Comcast confirmed that a data breach has affected close to 36 million Xfinity customers. Based on the company’s reported number of subscribers, this means practically all Xfinity customers have been placed at risk.
TechCrunch reports that Comcast, the U.S. telecom giant, has recently disclosed a massive data breach impacting its Xfinity division. Nearly 36 million customers have had their sensitive information compromised due to hackers exploiting a critical-rated security vulnerability, known as “CitrixBleed,” in Citrix networking devices. This vulnerability is prevalent in systems used by large corporations and has been a target for hackers since late August.

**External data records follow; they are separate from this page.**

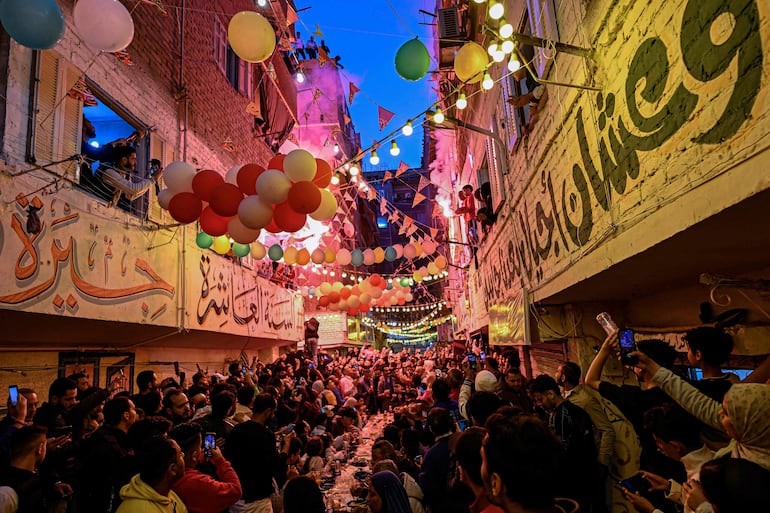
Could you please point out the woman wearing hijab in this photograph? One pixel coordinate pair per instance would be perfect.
(387, 494)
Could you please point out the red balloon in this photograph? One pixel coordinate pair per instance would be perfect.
(204, 183)
(247, 178)
(323, 173)
(304, 197)
(225, 199)
(212, 223)
(287, 219)
(276, 162)
(185, 207)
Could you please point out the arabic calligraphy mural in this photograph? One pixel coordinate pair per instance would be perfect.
(689, 105)
(63, 265)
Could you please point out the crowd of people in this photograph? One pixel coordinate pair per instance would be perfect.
(468, 434)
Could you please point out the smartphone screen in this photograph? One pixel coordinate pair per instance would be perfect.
(209, 443)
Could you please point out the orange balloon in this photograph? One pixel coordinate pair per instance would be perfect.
(323, 174)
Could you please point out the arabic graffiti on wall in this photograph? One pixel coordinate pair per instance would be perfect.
(684, 101)
(57, 260)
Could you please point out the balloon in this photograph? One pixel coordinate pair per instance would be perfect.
(204, 182)
(221, 245)
(343, 256)
(204, 240)
(356, 257)
(240, 233)
(178, 176)
(185, 207)
(36, 24)
(232, 174)
(304, 197)
(470, 62)
(303, 257)
(212, 223)
(254, 213)
(328, 207)
(318, 256)
(225, 199)
(164, 196)
(251, 36)
(299, 165)
(273, 186)
(246, 179)
(104, 24)
(276, 162)
(275, 252)
(412, 60)
(240, 250)
(287, 219)
(258, 250)
(323, 174)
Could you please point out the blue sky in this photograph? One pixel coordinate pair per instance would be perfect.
(366, 35)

The breach occurred when attackers accessed Comcast’s internal systems between October 16 and 19, 2023. However, the company did not detect this malicious activity until October 25. By November 16, it was determined that customer data was likely acquired, and in December, Comcast concluded that the breach included customer usernames and hashed passwords, along with other sensitive data such as contact information, dates of birth, Social Security numbers, and security questions and answers.

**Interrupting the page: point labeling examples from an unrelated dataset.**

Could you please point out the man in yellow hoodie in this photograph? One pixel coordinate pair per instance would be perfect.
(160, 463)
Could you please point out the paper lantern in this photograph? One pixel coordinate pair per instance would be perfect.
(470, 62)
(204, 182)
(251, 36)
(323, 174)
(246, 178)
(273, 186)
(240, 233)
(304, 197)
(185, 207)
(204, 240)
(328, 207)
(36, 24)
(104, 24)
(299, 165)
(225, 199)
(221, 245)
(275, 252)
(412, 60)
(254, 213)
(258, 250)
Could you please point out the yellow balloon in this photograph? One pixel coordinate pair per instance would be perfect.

Citrix released patches for the flaw in early October, but many organizations, including Comcast, did not implement these in time, leading to the breach. The compromised data poses significant risks, including identity theft and fraud, given the nature of the information accessed.
Comcast has not disclosed the exact number of affected customers but confirmed in a filing with Maine’s attorney general that almost 35.8 million customers are impacted. The company’s latest earnings report indicates over 32 million broadband customers, suggesting a vast majority, if not all, of Xfinity customers are affected.